This paper gives a mathematical model of when Goodharting will occur. To summarize: if
(1) a human has some collection s1,…,sn of things which she values,
(2) a robot has access to a proxy utility function which takes into account some strict subset of those things, and
(3) the robot can freely vary how much of s1,…,sn there are in the world, subject only to resource constraints that make the si trade off against each other,
then when the robot optimizes for its proxy utility, it will minimize all si‘s which its proxy utility function doesn’t take into account. If you impose a further condition which ensures that you can’t get too much utility by only maximizing some strict subset of the si’s (e.g. assuming diminishing marginal returns), then the optimum found by the robot will be suboptimal for the human’s true utility function.
That said, I wasn’t super-impressed by this paper—the above is pretty obvious and the mathematical model doesn’t elucidate anything, IMO.
Moreover, I think this model doesn’t interact much with the skeptical take about whether Goodhart’s Law implies doom in practice. Namely, here are some things I believe about the world which this model doesn’t take into account:
(1) Lots of the things we value are correlated with each other over “realistically attainable” distributions of world states. Or in other words, for many pairs si,sj of things we care about, it is hard (concretely, requires a very capable AI) to increase the amount of si without also increasing the amount of sj.
(2) The utility functions of future AIs will be learned from humans in such a way that as the capabilities of AI systems increase, so will their ability to model human preferences.
If (1) is true, then for each given capabilities level, there is some room for error for our proxy utility functions (within which an agent at that capabilities level won’t be able to decouple our proxy utility function from our true utility function); this permissible error margin shrinks with increasing capabilities.

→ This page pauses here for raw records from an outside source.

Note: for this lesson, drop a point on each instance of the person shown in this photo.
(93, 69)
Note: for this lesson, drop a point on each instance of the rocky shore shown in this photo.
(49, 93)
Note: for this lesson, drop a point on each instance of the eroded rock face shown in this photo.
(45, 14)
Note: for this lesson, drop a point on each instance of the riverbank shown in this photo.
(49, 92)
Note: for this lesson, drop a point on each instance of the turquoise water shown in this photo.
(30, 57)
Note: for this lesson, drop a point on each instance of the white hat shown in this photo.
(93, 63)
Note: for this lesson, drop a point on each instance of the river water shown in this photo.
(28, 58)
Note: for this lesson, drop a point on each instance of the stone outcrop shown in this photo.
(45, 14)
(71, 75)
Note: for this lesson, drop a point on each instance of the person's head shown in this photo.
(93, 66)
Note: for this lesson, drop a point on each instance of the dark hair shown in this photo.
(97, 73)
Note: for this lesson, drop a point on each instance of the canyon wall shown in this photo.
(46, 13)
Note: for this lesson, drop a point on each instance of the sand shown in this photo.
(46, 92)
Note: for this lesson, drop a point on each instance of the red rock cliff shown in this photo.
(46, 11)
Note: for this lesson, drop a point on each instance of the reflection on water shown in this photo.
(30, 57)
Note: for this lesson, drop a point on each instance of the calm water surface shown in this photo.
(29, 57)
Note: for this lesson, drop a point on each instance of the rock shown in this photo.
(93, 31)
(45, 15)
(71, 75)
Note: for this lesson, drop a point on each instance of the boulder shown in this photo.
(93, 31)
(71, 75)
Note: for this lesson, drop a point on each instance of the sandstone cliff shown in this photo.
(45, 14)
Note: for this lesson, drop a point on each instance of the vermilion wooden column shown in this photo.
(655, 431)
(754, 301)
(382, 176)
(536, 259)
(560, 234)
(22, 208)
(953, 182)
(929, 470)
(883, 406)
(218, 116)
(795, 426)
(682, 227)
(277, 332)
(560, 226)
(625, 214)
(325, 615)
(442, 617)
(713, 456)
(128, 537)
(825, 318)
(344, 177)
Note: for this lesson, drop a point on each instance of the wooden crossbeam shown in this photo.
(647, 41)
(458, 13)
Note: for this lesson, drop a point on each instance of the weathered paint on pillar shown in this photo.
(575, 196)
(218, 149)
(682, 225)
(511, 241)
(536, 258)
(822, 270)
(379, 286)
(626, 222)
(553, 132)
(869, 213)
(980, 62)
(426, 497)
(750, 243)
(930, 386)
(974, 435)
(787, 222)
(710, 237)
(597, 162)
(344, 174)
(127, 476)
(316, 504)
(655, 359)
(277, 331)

If you buy (2), then you might additionally think that the actual error margin between learned proxy utility functions and our true utility function will shrink more rapidly than the permissible error margin as AI capabilities grow. (Whether or not you actually do believe that value learning will beat capabilities in this race probably depends on a whole lot of other empirical beliefs, or so it seems to me.)
This thread (which you might have already seen) has some good discussion about whether Goodharting will be a big problem in practice.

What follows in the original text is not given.